I will admit that prior to reading this MIT Sloan article, I had heard the phrase “Big Data” many times, but never actually knew what it specifically entailed. It lead me to looking up the term on Google, which complicated things even further. For instance, a Forbes article on big data provided 12 separate definitions, which I listed below.
#1) “data of a very large size, typically to the extent that its manipulation and management present significant logistical challenges.”
#2) “an all-encompassing term for any collection of data sets so large and complex that it becomes difficult to process using on-hand data management tools or traditional data processing applications.”
#3) “datasets whose size is beyond the ability of typical database software tools to capture, store, manage, and analyze”
#4) “The ability of society to harness information in novel ways to produce useful insights or goods and services of significant value” and “…things one can do at a large scale that cannot be done at a smaller one, to extract new insights or create new forms of value.”
#5) “The broad range of new and massive data types that have appeared over the last decade or so.”
#6) The new tools helping us find relevant data and analyze its implications.
#7) The convergence of enterprise and consumer IT.
#8) The shift (for enterprises) from processing internal data to mining external data.
#9) The shift (for individuals) from consuming data to creating data.
#10) The merger of Madame Olympe Maxime and Lieutenant Commander Data.
#11) The belief that the more data you have the more insights and answers will rise automatically from the pool of ones and zeros.
#12) A new attitude by businesses, non-profits, government agencies, and individuals that combining data from multiple sources could lead to better decisions.
Now that the definition of big data has been cleared up, I’ll address the specifics of the MIT Sloan article. The body of the article was split up into three key ways that differentiate organizations that capitalize on big data from those that use traditional data analysis methods. The three factors are:
1. They pay attention to data flows as opposed to stocks.
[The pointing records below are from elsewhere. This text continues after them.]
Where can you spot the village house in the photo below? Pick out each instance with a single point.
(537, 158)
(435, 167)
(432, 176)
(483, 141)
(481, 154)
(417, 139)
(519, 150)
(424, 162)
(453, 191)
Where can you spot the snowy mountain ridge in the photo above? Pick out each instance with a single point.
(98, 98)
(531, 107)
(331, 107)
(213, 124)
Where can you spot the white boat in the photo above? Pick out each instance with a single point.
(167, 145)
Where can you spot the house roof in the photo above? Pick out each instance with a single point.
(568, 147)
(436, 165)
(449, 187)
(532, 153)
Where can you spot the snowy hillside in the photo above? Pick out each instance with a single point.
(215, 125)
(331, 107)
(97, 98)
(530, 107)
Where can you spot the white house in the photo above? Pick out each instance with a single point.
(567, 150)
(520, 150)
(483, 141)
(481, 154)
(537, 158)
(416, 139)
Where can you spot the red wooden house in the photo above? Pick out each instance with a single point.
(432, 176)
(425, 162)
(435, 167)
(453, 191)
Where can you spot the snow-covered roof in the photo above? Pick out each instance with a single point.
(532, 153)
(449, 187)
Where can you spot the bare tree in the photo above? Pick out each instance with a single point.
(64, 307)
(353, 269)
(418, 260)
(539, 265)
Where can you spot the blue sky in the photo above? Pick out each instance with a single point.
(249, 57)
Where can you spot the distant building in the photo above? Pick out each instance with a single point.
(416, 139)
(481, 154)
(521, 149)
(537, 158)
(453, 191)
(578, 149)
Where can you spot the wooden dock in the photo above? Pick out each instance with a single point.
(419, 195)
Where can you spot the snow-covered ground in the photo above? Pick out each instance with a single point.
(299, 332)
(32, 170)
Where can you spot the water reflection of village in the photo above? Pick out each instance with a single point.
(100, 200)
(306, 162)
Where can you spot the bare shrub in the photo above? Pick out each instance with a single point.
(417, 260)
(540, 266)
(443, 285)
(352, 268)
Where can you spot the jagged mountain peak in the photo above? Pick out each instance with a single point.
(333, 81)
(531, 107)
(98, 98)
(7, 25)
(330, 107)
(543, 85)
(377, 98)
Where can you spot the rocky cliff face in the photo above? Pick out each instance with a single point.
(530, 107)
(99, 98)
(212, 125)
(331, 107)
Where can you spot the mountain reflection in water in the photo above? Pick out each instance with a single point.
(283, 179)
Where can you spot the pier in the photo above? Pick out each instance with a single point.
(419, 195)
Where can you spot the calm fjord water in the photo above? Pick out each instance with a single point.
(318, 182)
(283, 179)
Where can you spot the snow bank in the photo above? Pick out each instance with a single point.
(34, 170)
This section discussed several types of big data applications. One type was customer-facing processes that do things like identify fraud risks in real time or score medical patients for health risk. A second type uses continuous process monitoring to detect things like changes in consumer sentiment or needs for service. A third type analyzes network relationships such as those on LinkedIn. In each of these methods, there is not a set amount of data, but rather a continuous flow that is changing and is in need of analysis. Organizations are moving away from looking at data that occurred in the past and are moving toward continuous flows of data. It used the example of a hospital in Toronto that uses algorithms to anticipate infections in premature babies before they occur. If you think about it, this method of continuously analyzing new data makes sense. Under traditional methods, by the time organizations gathered the information they needed and analyzed it to make a decision, new data is available that makes what they gathered obsolete.
2. They rely on data scientists and product process developers rather than data analysts.
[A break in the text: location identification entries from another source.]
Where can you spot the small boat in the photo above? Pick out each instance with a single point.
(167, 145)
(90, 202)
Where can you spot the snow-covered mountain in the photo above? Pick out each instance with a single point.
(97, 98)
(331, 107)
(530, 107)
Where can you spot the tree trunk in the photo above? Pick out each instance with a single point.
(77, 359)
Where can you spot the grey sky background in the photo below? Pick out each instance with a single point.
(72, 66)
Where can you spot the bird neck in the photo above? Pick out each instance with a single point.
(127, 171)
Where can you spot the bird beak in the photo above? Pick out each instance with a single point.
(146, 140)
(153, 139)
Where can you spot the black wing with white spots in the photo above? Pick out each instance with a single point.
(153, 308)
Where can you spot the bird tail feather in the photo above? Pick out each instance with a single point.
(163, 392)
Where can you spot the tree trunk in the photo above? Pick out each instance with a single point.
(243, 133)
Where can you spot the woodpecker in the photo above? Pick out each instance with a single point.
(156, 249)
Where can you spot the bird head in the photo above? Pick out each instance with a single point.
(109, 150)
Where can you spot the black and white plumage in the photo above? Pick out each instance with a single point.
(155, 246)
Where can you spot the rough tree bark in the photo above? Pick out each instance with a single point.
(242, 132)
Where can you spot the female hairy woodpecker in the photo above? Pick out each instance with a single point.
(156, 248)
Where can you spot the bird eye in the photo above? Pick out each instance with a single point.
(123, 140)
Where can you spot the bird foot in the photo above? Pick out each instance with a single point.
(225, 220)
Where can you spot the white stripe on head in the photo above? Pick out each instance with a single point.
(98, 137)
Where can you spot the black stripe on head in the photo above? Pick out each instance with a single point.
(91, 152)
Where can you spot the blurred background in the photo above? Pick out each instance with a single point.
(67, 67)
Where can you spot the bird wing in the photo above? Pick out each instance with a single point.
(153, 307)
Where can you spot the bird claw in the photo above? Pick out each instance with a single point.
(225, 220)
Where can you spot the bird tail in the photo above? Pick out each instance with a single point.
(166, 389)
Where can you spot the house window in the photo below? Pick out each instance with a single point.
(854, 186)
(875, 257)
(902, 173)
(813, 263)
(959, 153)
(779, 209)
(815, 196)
Data scientists are professionals who understand analytics, but are also very knowledgeable in IT. They often have degrees in computer science, computational physics, biology, or network-oriented social sciences. Additionally, they have very strong data management skills, such as programming, math, statistics, business, and communications. This allows them to not only understand the underlying analytics, but also communicate effectively with decision-makers. And as you can guess by this vast skill-set, these professionals are very limited in supply. This has led many big data corporations to develop their own talent and train their own data scientists. Furthermore, because their skill sets go beyond traditional data analytics, many corporations are involving these professionals in product development and other features of the business.
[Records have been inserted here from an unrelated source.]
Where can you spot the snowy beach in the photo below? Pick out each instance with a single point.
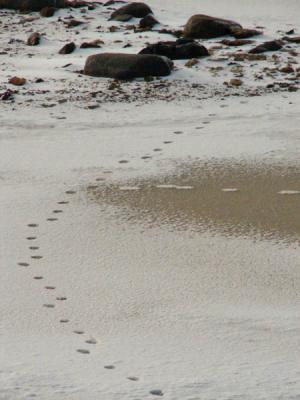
(149, 231)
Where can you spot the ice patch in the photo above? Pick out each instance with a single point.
(128, 188)
(230, 190)
(178, 187)
(289, 192)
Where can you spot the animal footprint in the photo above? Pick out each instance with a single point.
(109, 367)
(83, 351)
(156, 392)
(133, 378)
(22, 264)
(91, 341)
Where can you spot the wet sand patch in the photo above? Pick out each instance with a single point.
(231, 197)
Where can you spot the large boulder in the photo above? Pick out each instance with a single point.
(127, 66)
(177, 50)
(273, 45)
(31, 5)
(202, 26)
(135, 9)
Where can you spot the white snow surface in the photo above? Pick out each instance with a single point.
(194, 315)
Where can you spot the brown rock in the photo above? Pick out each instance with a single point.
(34, 39)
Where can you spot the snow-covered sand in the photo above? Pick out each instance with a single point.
(194, 314)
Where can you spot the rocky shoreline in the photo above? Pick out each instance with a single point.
(205, 64)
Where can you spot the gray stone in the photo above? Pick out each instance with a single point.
(127, 66)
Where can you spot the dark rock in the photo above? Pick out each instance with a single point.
(17, 81)
(236, 42)
(47, 12)
(176, 33)
(127, 66)
(34, 39)
(68, 48)
(135, 9)
(94, 44)
(112, 2)
(148, 22)
(205, 27)
(290, 32)
(180, 49)
(243, 33)
(123, 18)
(79, 4)
(31, 5)
(295, 39)
(288, 69)
(273, 45)
(7, 95)
(73, 23)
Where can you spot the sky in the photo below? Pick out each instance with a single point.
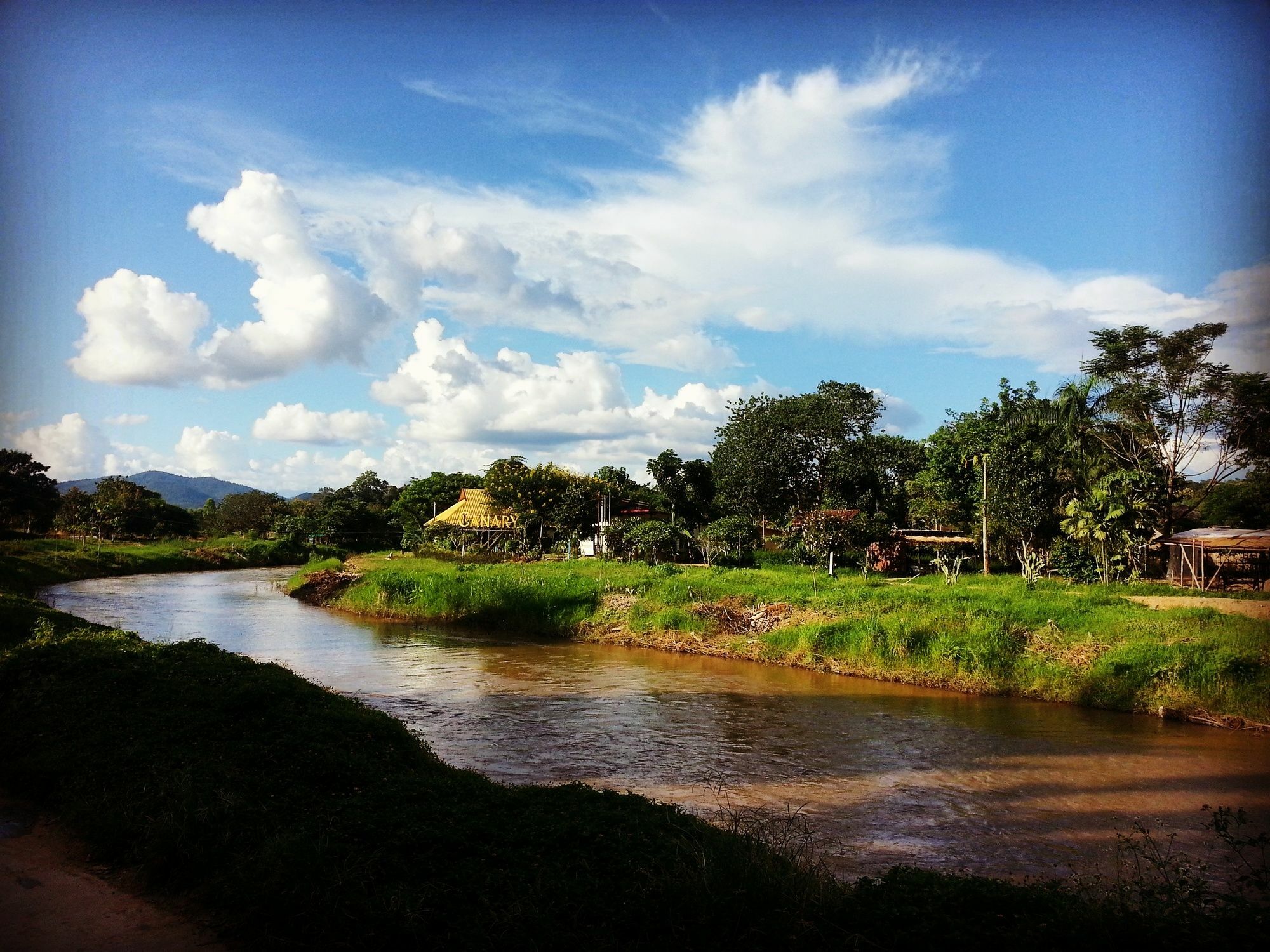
(286, 243)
3. They are moving analytics away from the IT function and into core business, operational, and production functions.
Because of the technological advancements of big data, the traditional programs, skills, and processes of the IT function are not satisfactory. New products, such as Hapdoop, supports the massive amounts of data generated and managed. Cloud-based computing has also helped greatly in this area because many big-data applications use information that is not proprietary, such as social network modeling and sentiment analysis. Another method is using virtual data marts that allow data scientists to share existing data without replicating it.
The subject of data analysis is continuously changing. As big data continues to evolve, the processes, methods, and technology used to analyze this data must advance as well. The MIT Sloan refers to it as an information ecosystem; “a network of internal and external services continuously sharing information, optimizing decisions, communication results, and generating new insights for business.”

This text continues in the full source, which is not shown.